Drake’s house was raided by FBI agents, and he was forced out of his job at the NSA. The former intelligence official took work at a local Apple computer store and dealt with more than two and a half years’ of harassment by government investigators before the government decided to levy 10 separate charges against him. Five of the charges brought against him were justified under the Espionage Act — a 1917 piece of legislation intended to be used against spies.
Eventually, with help from the Government Accountability Project, Drake was cleared of all charges related to the government’s goal of putting him in jail for “the rest of his natural life.” He pleaded guilty to a simple misdemeanor of “exceeding authorized use of a computer” and was sentenced to one year of probation and community service. While, perhaps, the justice system didn’t completely fail Drake in the end, the government he angered effectively dismantled his career and disrupted his life in terrible ways.
But when Drake spoke about Snowden’s actions on Sunday, he made clear why he is a whistle-blower and why he respects his young colleague’s actions. In his view, revelations like those recently made are likely the only way to get the public to realize just how much privacy has eroded with respect to the Founders’ original intentions.

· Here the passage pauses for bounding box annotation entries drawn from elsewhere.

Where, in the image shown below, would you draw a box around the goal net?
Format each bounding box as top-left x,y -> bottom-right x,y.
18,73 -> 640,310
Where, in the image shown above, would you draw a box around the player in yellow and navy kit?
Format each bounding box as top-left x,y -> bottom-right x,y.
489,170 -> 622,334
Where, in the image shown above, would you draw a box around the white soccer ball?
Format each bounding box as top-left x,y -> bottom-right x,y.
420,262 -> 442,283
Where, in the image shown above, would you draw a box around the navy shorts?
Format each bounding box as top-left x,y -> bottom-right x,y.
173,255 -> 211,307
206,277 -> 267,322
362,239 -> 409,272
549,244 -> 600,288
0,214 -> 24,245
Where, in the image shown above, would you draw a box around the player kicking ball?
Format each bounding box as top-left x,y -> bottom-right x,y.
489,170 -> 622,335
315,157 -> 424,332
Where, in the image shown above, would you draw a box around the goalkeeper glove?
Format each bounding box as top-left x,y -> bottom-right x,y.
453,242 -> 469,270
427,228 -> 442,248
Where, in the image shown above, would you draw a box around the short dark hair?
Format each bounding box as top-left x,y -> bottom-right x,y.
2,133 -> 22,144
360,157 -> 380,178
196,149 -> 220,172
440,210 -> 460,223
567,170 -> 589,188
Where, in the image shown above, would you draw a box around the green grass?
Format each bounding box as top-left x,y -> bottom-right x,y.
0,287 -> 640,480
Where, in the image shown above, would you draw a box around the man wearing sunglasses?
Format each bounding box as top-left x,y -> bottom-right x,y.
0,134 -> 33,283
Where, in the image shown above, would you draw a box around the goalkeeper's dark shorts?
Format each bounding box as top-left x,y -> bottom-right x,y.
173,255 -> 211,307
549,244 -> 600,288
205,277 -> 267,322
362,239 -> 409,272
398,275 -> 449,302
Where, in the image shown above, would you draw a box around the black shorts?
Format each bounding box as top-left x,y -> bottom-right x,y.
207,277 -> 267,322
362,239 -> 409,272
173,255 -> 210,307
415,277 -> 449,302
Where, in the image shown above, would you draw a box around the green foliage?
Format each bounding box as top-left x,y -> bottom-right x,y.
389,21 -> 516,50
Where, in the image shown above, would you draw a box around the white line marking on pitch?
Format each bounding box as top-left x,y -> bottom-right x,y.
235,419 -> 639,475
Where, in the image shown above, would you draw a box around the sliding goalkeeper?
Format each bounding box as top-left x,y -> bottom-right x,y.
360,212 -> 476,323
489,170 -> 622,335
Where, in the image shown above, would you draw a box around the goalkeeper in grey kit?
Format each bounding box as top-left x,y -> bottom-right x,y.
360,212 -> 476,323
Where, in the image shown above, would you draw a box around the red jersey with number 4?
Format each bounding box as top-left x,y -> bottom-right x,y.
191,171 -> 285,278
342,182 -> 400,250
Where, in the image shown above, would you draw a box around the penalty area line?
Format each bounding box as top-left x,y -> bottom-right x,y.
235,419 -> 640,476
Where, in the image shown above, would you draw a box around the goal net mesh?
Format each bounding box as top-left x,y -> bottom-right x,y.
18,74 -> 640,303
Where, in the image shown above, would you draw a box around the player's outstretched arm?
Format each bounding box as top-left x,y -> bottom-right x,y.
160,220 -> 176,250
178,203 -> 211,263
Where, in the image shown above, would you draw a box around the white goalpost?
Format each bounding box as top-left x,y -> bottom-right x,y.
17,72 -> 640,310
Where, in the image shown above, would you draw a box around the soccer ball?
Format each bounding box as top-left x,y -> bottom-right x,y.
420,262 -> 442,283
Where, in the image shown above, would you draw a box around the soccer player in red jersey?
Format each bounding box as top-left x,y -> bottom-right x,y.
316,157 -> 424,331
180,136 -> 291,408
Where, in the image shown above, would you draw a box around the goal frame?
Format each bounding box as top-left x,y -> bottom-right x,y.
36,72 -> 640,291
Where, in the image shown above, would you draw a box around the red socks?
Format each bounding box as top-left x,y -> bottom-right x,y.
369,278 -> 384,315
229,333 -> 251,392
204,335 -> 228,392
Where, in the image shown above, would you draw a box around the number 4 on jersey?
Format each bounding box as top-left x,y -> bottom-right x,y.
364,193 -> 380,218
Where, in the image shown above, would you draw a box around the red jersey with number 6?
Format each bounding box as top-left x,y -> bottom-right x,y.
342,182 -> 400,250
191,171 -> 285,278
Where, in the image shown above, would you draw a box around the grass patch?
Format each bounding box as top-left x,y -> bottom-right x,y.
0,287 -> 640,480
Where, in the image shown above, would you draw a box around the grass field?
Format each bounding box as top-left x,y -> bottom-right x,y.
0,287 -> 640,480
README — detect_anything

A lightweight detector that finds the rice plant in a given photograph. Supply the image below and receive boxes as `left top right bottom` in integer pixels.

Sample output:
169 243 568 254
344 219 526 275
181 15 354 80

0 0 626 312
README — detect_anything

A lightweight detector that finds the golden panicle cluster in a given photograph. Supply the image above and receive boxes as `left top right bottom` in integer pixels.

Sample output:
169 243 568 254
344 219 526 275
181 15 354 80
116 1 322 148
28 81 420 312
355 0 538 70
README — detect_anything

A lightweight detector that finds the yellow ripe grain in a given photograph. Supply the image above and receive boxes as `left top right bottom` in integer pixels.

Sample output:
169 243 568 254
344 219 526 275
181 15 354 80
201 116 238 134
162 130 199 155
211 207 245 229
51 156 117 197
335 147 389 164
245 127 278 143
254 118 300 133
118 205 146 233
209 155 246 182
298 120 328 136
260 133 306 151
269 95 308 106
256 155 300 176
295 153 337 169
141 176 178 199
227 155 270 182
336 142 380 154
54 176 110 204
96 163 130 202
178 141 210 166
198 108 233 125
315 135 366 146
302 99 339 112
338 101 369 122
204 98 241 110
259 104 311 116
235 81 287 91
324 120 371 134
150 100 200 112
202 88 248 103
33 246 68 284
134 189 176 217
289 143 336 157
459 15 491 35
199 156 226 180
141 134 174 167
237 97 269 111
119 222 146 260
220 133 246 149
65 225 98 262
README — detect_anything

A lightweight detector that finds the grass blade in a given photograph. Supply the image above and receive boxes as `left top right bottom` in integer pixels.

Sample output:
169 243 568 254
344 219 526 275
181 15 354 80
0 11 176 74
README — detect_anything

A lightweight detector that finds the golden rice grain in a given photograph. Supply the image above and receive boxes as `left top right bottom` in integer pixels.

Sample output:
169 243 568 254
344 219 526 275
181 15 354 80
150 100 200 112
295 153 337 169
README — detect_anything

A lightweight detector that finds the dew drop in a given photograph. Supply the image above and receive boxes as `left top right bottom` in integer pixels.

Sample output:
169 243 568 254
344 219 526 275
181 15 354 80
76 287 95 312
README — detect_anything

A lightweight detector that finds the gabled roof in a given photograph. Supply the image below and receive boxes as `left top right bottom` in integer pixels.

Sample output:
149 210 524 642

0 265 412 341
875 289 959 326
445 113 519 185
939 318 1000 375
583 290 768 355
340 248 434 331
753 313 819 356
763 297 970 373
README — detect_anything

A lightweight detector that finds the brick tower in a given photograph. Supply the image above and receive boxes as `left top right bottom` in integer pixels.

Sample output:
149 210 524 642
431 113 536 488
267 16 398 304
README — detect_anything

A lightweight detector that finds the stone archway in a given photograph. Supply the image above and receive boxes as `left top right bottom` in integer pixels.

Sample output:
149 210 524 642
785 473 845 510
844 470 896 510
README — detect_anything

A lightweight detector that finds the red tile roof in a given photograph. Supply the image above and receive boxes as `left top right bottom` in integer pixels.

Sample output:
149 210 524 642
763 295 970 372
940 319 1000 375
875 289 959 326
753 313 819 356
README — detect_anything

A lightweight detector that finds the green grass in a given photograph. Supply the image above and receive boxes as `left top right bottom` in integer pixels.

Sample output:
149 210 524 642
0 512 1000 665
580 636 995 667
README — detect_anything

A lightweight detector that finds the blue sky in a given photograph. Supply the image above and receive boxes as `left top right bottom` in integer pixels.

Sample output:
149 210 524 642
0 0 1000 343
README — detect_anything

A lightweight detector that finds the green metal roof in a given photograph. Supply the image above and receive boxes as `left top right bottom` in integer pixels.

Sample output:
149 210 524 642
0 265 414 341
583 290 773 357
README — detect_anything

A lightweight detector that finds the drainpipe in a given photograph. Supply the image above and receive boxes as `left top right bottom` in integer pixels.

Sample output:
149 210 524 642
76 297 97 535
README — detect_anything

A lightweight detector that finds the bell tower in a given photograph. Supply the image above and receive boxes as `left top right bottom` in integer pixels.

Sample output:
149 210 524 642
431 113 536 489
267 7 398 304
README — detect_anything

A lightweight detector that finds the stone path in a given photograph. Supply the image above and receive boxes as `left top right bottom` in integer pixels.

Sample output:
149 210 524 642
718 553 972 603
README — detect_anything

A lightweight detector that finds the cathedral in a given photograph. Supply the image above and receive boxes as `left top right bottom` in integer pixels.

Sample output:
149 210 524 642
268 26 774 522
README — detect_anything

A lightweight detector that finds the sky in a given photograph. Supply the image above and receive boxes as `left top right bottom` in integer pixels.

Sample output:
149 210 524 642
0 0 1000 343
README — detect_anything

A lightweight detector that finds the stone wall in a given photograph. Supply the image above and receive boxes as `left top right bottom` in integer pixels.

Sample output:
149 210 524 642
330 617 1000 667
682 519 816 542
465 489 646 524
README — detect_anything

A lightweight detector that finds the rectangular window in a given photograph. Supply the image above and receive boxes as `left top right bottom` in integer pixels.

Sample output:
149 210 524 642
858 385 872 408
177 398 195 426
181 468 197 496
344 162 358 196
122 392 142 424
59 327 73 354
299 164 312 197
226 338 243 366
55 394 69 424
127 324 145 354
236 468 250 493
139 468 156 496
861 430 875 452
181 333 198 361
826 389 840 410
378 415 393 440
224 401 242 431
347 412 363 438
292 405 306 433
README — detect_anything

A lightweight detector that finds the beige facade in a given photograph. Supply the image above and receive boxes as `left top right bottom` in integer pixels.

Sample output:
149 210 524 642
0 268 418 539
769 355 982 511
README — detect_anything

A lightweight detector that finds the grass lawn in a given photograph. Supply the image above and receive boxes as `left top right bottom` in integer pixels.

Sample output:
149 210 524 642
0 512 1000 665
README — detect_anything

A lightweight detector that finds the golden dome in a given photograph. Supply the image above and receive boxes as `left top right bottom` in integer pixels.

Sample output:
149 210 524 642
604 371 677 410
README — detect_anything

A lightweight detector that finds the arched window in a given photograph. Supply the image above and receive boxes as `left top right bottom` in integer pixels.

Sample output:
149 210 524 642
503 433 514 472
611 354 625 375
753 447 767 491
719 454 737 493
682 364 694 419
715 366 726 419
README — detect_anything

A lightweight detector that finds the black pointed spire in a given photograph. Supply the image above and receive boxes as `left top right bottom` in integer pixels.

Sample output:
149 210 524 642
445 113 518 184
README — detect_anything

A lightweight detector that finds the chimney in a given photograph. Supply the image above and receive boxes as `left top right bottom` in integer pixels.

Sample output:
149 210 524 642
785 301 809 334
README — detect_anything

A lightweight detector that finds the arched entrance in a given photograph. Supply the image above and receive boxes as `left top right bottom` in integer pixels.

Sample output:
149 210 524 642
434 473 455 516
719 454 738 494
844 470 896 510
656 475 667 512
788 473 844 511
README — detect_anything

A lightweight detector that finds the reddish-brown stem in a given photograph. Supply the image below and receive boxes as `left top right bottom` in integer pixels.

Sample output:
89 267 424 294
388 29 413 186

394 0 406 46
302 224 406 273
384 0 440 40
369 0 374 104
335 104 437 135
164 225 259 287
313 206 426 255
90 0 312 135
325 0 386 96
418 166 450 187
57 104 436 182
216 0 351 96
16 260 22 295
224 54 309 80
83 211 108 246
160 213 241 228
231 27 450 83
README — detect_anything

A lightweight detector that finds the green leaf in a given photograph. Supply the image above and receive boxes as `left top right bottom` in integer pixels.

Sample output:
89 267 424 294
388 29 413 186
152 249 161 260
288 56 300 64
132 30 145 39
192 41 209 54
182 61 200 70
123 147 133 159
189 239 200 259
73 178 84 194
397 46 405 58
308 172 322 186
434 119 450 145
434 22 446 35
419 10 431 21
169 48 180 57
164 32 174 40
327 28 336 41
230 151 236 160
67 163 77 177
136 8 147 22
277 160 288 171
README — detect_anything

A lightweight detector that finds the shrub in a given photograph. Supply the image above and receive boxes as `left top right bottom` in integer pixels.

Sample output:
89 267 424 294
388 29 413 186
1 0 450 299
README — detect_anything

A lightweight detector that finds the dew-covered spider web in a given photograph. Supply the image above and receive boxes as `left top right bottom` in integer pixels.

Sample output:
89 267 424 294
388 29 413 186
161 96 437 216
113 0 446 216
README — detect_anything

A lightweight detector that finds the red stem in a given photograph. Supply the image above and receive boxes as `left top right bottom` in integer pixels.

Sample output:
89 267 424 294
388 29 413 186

“He’s an American who has been exposed to some incredible information regarding the deepest secrets of the United States government,” he said. “And we are seeing the initial outlines and contours of a very systemic, very broad, a Leviathan surveillance state and much of it is in violation of the fundamental basis for our own country — in fact, the very reason we even had our own American Revolution. And the Fourth Amendment for all intents and purposes was revoked after 9/11.”
Drake continued with regard to how Snowden should be perceived from a legal prospective: “He is by all definitions a classic whistle-blower and by all definitions he exposed information in the public interest. We’re now finally having the debate that we’ve never had since 9/11.”
The three men see torture, incarceration and probable execution at the hands of the Federal government in Snowden’s future — but say it’s a reality that lawmakers have a responsibility to challenge.
“Now there is another possibility, that a few of the good people on Capitol Hill — the ones who say the threat is much greater than what we thought it was — will step forward and say give this man an honest day’s hearing,” Wiebe said. “You know what I mean. Let’s get him up here. Ask him to verify, because if he is right — and all pointers are that he was — all he did was point to law-breaking. What is the crime of that?”